Setup a Spark Cluster in Standalone Mode

(In Progress)

Server Name(s)

Make changes in the configuration on the master and copy them to the slave machines to make sure the configuration for spark is consistent across the cluster.

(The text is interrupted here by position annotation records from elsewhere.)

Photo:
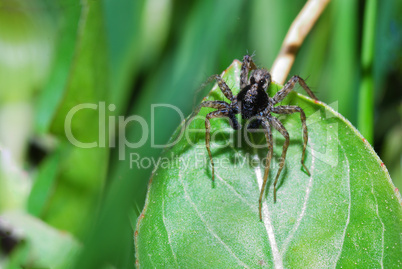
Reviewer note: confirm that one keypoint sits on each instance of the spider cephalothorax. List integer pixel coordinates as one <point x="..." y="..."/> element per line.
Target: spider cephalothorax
<point x="254" y="103"/>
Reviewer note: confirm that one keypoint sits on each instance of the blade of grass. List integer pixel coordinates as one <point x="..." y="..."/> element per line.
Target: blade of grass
<point x="366" y="91"/>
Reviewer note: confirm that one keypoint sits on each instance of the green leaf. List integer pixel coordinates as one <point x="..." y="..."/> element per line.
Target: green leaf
<point x="48" y="247"/>
<point x="81" y="174"/>
<point x="346" y="214"/>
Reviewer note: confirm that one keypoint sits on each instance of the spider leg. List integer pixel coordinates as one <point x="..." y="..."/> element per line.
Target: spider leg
<point x="246" y="66"/>
<point x="268" y="137"/>
<point x="290" y="110"/>
<point x="214" y="114"/>
<point x="279" y="126"/>
<point x="279" y="96"/>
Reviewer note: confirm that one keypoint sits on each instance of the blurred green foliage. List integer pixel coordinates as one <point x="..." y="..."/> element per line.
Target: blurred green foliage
<point x="55" y="55"/>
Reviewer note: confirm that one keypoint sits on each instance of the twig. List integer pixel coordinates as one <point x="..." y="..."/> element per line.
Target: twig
<point x="298" y="31"/>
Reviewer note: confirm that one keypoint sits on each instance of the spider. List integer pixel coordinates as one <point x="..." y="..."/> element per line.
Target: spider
<point x="253" y="102"/>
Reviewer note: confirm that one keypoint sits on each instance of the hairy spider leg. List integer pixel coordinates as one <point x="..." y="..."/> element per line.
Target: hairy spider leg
<point x="246" y="66"/>
<point x="294" y="109"/>
<point x="214" y="114"/>
<point x="279" y="126"/>
<point x="279" y="96"/>
<point x="268" y="137"/>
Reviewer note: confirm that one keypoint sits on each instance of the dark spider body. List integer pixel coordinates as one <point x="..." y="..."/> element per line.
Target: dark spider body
<point x="255" y="105"/>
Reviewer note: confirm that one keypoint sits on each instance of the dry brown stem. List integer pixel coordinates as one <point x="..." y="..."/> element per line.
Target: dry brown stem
<point x="298" y="31"/>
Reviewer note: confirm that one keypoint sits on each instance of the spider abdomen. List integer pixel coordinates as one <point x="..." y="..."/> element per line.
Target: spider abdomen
<point x="252" y="99"/>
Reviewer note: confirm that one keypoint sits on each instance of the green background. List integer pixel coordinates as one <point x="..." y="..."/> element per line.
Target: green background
<point x="55" y="55"/>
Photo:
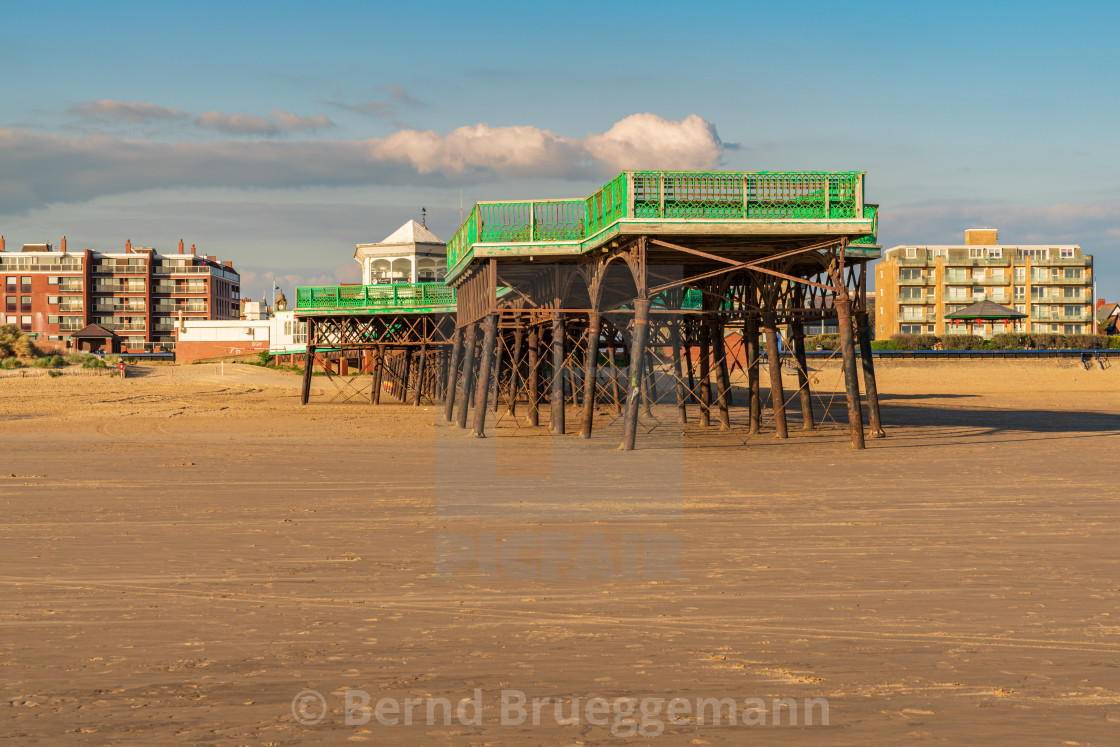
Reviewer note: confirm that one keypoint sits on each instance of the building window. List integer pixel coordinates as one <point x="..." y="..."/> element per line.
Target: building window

There are devops tools puppet, chef to manager cluster configuration.

/opt/mount1/spark-1.6.2-bin-hadoop2.6/conf/spark-env.sh

/opt/mount1/spark-1.6.2-bin-hadoop2.6/conf/spark-defaults.conf

/opt/mount1/spark-1.6.2-bin-hadoop2.6/conf/log4j.properties

/etc/init.d/http-proxy.sh

Copying the Configuration files from master to slaves :

Give full permission to everyone so that they can be modified from the other machines.

$ sudo chmod 777 /opt/mount1/spark-1.6.2-bin-hadoop2.6/conf/spark-env.sh

$ sudo chmod 777 /opt/mount1/spark-1.6.2-bin-hadoop2.6/conf/spark-defaults.conf

$ sudo chmod 777 /opt/mount1/spark-1.6.2-bin-hadoop2.6/conf/log4j.properties

$ scp /opt/mount1/spark-1.6.2-bin-hadoop2.6/conf/spark-env.sh chilamku@hc4t01140.itcs.hpecorp.net:/tmp ==> It asks Source user password and Destination user password

To avoid password every time, you can set up passwordless SSH, which works via ssh key. For that the user has to have the same login for each of the machine.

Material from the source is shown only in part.